I still think this is where we heard running water when we first bought the property, it must still have been active. In which case, it may be the drain that the architect knew about and wanted us to divert. In which case the land drain we discovered under our foundations last year is a sort of unwelcome bonus.

What next? We had not quite got as much done on our priorities, as we would have liked. I will aim to be back up for a week in July, whilst Jill is on holiday. I will do the blockwork for the new foundation and carry on with capping the walls.

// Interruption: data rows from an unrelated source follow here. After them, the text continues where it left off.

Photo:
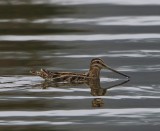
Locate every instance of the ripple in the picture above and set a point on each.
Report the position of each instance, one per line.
(87, 37)
(108, 21)
(115, 2)
(131, 112)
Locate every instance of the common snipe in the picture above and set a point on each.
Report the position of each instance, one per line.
(71, 77)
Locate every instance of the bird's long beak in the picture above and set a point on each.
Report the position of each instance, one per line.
(109, 68)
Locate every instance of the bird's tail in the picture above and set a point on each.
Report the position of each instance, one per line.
(42, 73)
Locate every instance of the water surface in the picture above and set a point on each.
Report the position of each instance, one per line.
(65, 35)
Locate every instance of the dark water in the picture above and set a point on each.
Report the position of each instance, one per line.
(64, 35)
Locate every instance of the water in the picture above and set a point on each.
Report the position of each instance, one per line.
(64, 35)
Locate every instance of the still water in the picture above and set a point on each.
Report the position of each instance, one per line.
(64, 35)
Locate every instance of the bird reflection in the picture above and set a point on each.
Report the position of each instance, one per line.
(93, 84)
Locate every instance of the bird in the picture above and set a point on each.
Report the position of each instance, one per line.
(96, 65)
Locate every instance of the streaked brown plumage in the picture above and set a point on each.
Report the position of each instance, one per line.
(71, 77)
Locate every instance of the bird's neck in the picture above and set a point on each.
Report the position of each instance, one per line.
(94, 71)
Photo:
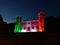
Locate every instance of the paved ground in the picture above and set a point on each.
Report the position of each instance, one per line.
(30, 39)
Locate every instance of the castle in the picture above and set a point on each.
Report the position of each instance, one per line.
(30, 26)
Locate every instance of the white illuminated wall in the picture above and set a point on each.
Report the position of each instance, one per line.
(29, 26)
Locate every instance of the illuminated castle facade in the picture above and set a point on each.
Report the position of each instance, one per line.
(30, 26)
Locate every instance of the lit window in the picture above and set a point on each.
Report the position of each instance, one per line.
(37, 27)
(32, 27)
(24, 28)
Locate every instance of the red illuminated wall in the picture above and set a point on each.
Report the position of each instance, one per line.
(41, 21)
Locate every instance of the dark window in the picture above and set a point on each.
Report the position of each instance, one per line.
(42, 26)
(33, 22)
(32, 27)
(28, 23)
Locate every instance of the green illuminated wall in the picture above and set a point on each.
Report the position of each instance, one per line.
(18, 25)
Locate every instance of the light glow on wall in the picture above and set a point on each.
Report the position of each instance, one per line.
(30, 26)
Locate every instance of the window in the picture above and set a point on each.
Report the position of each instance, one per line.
(37, 27)
(24, 28)
(28, 23)
(32, 27)
(28, 28)
(42, 26)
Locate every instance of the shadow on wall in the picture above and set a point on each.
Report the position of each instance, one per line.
(52, 24)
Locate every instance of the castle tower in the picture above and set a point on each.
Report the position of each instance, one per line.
(18, 25)
(41, 21)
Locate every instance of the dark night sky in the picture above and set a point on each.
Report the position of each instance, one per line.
(28, 9)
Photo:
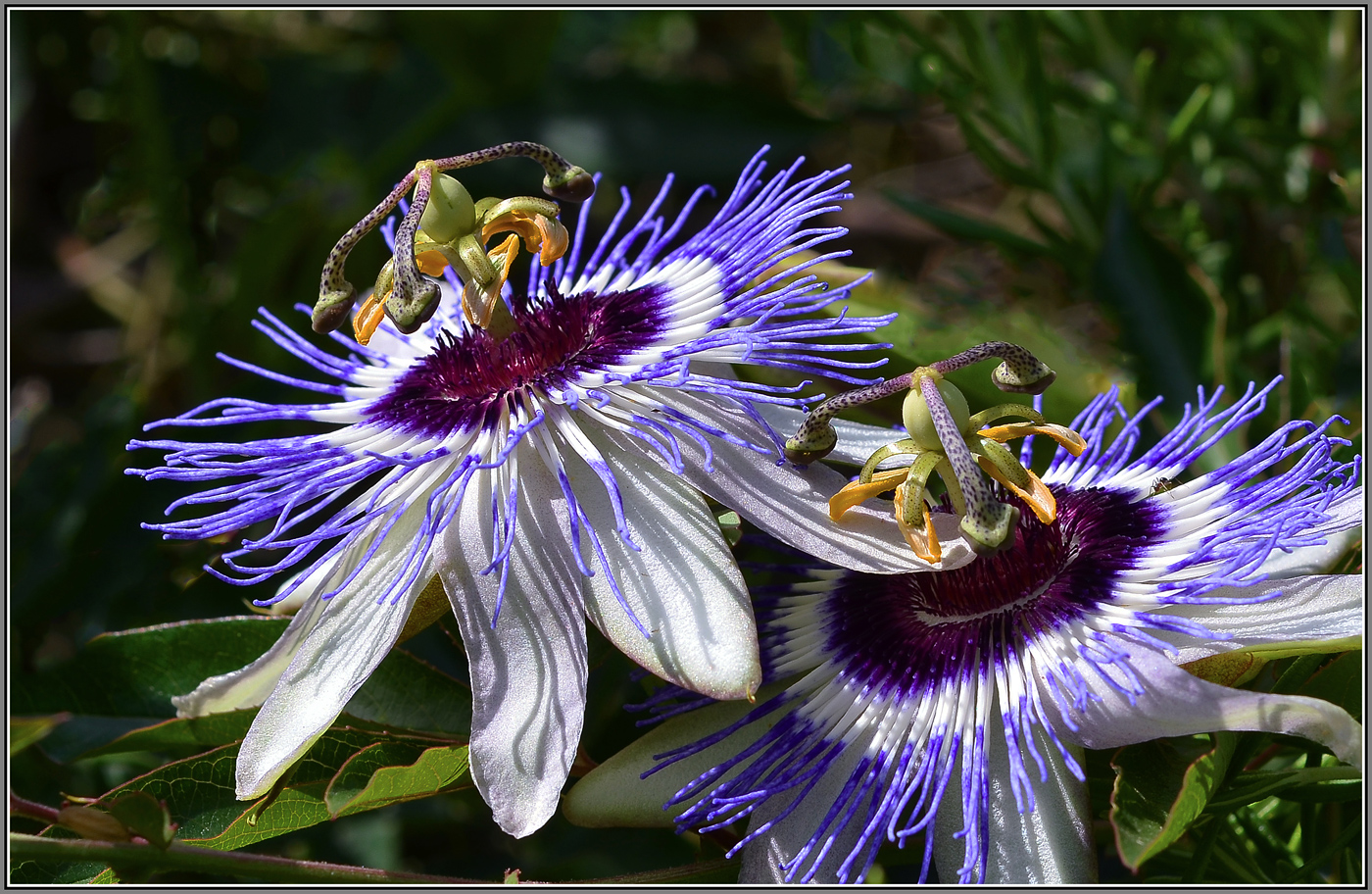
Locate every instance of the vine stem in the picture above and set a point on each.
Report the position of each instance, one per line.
(31, 809)
(189, 857)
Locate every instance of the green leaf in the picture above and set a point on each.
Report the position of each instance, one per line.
(134, 673)
(1161, 787)
(1305, 784)
(146, 816)
(380, 774)
(71, 872)
(199, 791)
(24, 730)
(121, 685)
(1179, 125)
(84, 733)
(182, 733)
(1340, 682)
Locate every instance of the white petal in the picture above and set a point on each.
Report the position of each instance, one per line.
(793, 504)
(857, 441)
(528, 674)
(614, 794)
(250, 685)
(331, 664)
(1049, 845)
(1309, 610)
(1175, 703)
(764, 859)
(1341, 533)
(682, 584)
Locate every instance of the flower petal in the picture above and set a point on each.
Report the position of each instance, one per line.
(251, 685)
(614, 794)
(1309, 610)
(792, 503)
(528, 673)
(335, 658)
(682, 584)
(1341, 533)
(1049, 845)
(764, 860)
(1175, 703)
(857, 441)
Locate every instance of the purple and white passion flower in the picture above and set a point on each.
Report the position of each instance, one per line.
(546, 474)
(954, 703)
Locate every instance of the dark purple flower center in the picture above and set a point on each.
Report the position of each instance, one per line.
(909, 629)
(468, 379)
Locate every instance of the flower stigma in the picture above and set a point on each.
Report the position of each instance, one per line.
(963, 448)
(445, 228)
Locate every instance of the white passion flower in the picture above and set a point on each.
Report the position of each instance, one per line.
(954, 703)
(546, 474)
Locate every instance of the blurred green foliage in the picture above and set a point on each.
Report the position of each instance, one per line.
(1154, 197)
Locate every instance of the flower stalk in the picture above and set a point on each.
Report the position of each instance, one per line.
(946, 438)
(443, 223)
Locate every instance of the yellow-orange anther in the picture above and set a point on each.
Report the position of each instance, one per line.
(1039, 497)
(1066, 437)
(539, 232)
(925, 543)
(479, 301)
(857, 492)
(431, 263)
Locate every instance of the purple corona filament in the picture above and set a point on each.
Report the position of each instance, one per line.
(896, 684)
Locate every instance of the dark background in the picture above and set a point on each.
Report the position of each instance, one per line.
(1162, 199)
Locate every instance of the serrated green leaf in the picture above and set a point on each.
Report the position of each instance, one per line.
(143, 815)
(1161, 787)
(199, 791)
(121, 685)
(357, 772)
(195, 733)
(134, 673)
(1306, 784)
(44, 872)
(24, 730)
(1340, 682)
(435, 770)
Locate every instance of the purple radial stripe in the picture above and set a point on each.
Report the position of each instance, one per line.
(464, 383)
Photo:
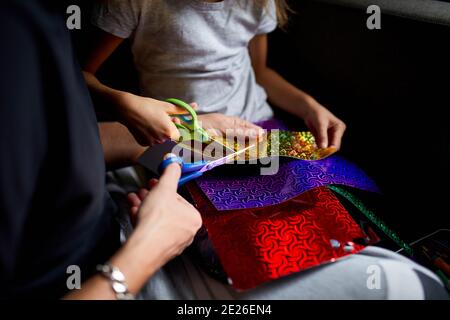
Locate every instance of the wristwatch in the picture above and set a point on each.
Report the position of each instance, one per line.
(117, 280)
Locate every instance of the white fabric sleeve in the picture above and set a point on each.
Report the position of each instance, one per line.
(117, 17)
(268, 22)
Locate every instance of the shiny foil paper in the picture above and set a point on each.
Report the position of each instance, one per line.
(255, 246)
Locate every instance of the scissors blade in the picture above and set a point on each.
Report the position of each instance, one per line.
(225, 160)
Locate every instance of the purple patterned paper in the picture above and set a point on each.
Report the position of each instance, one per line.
(293, 179)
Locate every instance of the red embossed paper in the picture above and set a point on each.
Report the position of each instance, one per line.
(263, 244)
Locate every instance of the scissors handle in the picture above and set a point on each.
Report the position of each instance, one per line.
(189, 177)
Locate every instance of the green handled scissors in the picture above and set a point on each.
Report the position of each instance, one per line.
(191, 128)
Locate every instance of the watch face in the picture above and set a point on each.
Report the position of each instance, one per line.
(116, 275)
(119, 288)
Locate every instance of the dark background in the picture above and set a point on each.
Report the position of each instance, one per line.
(391, 87)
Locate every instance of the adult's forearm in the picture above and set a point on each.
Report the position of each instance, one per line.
(119, 146)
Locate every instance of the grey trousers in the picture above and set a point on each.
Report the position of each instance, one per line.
(375, 273)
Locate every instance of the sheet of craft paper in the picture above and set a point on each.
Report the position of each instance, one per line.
(229, 192)
(259, 245)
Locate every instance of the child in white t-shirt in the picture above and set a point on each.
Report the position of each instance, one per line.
(210, 52)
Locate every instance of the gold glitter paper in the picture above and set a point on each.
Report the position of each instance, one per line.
(297, 145)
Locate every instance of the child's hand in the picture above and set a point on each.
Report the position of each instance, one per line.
(325, 126)
(218, 125)
(148, 119)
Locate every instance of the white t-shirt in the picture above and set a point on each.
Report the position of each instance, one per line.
(194, 50)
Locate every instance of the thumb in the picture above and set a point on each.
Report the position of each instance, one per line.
(170, 178)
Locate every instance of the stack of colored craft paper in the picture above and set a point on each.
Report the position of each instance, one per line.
(263, 227)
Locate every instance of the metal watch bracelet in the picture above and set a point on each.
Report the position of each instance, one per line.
(117, 280)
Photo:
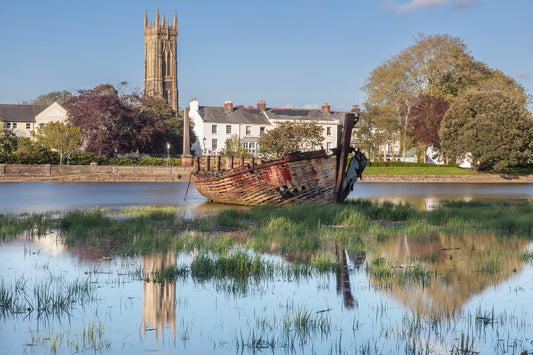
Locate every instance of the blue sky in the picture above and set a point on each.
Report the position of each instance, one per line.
(292, 53)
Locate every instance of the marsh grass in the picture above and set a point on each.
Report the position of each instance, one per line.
(36, 224)
(386, 273)
(492, 262)
(93, 336)
(167, 274)
(526, 256)
(49, 296)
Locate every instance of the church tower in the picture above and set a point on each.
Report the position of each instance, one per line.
(160, 60)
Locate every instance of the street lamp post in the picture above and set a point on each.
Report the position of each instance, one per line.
(369, 149)
(168, 154)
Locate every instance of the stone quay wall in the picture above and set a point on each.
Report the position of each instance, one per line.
(93, 172)
(103, 173)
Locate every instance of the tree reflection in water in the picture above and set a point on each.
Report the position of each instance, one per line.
(159, 298)
(461, 265)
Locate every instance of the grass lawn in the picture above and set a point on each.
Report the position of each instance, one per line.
(418, 171)
(430, 170)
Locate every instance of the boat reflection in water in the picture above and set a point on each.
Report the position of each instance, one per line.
(460, 266)
(159, 298)
(343, 280)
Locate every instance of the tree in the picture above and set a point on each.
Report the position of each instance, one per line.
(425, 125)
(55, 96)
(234, 146)
(491, 127)
(290, 137)
(8, 142)
(113, 124)
(169, 126)
(436, 65)
(382, 128)
(63, 138)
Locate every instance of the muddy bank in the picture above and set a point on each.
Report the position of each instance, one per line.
(484, 178)
(182, 175)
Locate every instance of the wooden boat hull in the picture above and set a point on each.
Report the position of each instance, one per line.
(309, 177)
(297, 178)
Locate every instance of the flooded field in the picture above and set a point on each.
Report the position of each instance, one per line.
(362, 278)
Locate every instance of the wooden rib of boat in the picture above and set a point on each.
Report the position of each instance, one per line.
(306, 177)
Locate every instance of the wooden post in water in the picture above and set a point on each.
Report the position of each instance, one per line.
(342, 153)
(186, 157)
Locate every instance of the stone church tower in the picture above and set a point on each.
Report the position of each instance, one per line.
(160, 60)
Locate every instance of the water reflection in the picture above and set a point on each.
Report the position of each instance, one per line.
(343, 280)
(462, 265)
(159, 298)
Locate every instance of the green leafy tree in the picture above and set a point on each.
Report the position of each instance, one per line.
(290, 137)
(436, 65)
(55, 96)
(63, 138)
(234, 146)
(493, 128)
(8, 142)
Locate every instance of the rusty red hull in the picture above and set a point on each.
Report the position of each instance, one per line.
(297, 178)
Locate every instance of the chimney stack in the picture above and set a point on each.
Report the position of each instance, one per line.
(261, 105)
(228, 104)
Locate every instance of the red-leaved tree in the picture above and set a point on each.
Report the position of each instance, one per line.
(112, 124)
(424, 125)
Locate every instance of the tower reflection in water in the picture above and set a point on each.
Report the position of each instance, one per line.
(159, 298)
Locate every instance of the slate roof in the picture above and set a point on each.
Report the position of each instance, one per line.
(299, 114)
(20, 113)
(238, 115)
(242, 115)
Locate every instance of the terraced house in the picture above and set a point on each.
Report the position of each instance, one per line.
(214, 125)
(23, 119)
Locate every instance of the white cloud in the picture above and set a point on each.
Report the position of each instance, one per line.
(306, 106)
(522, 75)
(465, 4)
(413, 5)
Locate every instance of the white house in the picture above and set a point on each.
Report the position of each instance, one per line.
(23, 119)
(214, 125)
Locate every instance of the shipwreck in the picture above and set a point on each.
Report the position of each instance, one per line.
(302, 177)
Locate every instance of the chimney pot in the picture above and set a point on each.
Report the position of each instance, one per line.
(228, 104)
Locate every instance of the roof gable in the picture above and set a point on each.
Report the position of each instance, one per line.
(20, 113)
(54, 112)
(235, 116)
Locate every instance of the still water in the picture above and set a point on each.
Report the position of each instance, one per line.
(19, 197)
(457, 308)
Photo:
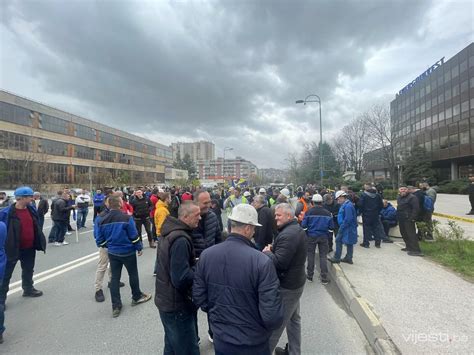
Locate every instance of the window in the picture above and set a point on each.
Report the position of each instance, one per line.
(455, 71)
(84, 152)
(124, 142)
(105, 155)
(13, 141)
(53, 124)
(85, 132)
(456, 109)
(107, 138)
(52, 147)
(464, 137)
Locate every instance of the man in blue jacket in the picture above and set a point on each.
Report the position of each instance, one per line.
(116, 231)
(347, 234)
(369, 205)
(388, 216)
(99, 198)
(318, 224)
(238, 286)
(3, 263)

Ric suggested I phone our youngest brother Geoff, to see if he could take a working break in September, to help get the floor slab laid – he had seen Geoff at work & felt he would make a good job of it. I phoned Geoff, he thought he could combine it with a holiday, in which case Ric would do another block of work, arriving a couple of weeks early to be sure that we got all the floors scraped down and cleared. That way, the two of us could barrow whilst Geoff finished the slab. Sounds like it might all be on to get a floor slab in this year. In which case roof trusses the following year would be a distant possibility.